Puluhan uang Rupiah, baik kertas maupun logam, sudah dicabut dan ditarik dari peredaran oleh Bank Indonesia (BI). Artinya, uang tersebut tidak lagi berlaku sebagai alat pembayaran yang sah di Indonesia.
Meski begitu, masyarakat masih diberi kesempatan untuk menukarkannya dengan Rupiah yang masih berlaku. Tapi ada batas waktunya, jadi sebaiknya jangan ditunda.
Sebagian uang yang dicabut ini termasuk Uang Rupiah Khusus (URK), seperti seri 25 Tahun Kemerdekaan RI, Cagar Alam, hingga Save The Children. Ada juga seri Perjuangan Angkatan ’45 RI, 50 Tahun Kemerdekaan RI, dan For The Children Of The World.
Umumnya, uang yang sudah tidak berlaku ini berasal dari tahun emisi lama, kebanyakan sebelum tahun 2000, mulai dari 1964, 1970-an, hingga 1980-an.
Sebagai contoh, uang kertas Rp100 tahun emisi 1984 sudah dicabut sejak 1995. Namun, penukarannya masih dibuka hingga 24 September 2028 di Kantor Pusat Bank Indonesia.

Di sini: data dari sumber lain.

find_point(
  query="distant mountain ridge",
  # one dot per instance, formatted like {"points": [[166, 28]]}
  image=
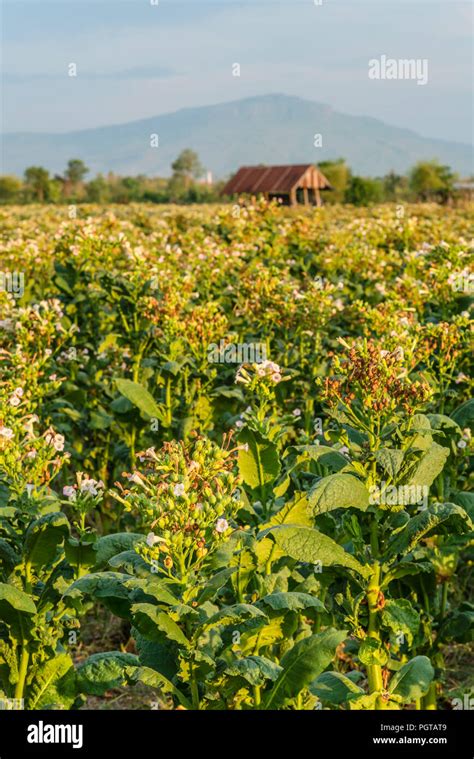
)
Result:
{"points": [[270, 129]]}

Contoh uang yang sudah dicabut BI
Beberapa uang yang sudah tidak berlaku, tapi masih bisa ditukar antara lain:
Uang kertas emisi 1980-an
- Rp100, Rp10.000, Rp5.000, Rp1.000, dan Rp500
Dicabut: 25 September 1995
Batas penukaran: 24 September 2028
Seri Dwikora (1964)
- Pecahan Rp0,05 hingga Rp0,50
Batas penukaran: 14 November 2029
Uang logam lama
- Rp2 (1970) dan Rp10 (1971–1979)
Batas penukaran: 14 November 2029
Uang Rupiah Khusus (URK)
- Seri 25 Tahun Kemerdekaan RI, Cagar Alam, Save The Children, dan Perjuangan Angkatan ’45
Dicabut: 30 Agustus 2021
Batas penukaran: 29 Agustus 2031
Pencabutan terbaru
- Rp500 (1991 & 1997) dan Rp1.000 (1993)
Batas penukaran: 1 Desember 2033 - Seri 50 Tahun Kemerdekaan RI (1995)
Batas penukaran: 30 Agustus 2032 - Seri For The Children Of The World (1999)
Batas penukaran: 31 Januari 2035
Sebagian uang tersebut bahkan masih bisa ditukar hingga tahun 2030-an, tergantung kebijakan saat pencabutan.
Cara dan tempat penukaran
Penukaran uang lama bisa dilakukan di:
- Kantor Pusat Bank Indonesia (KPBI)
- Kantor Perwakilan Bank Indonesia di dalam negeri (KPw BI)
Namun, dalam beberapa kasus, penukaran hanya dilayani di kantor pusat jika sudah melewati batas waktu di kantor daerah.
Kesimpulan
Uang Rupiah yang sudah dicabut memang tidak bisa lagi digunakan untuk transaksi. Namun, selama belum melewati batas waktu, uang tersebut masih bisa ditukarkan.
Karena itu, penting untuk mengecek kembali uang lama yang dimiliki. Jangan sampai terlewat, karena setelah melewati tenggat, uang tersebut tidak lagi memiliki nilai.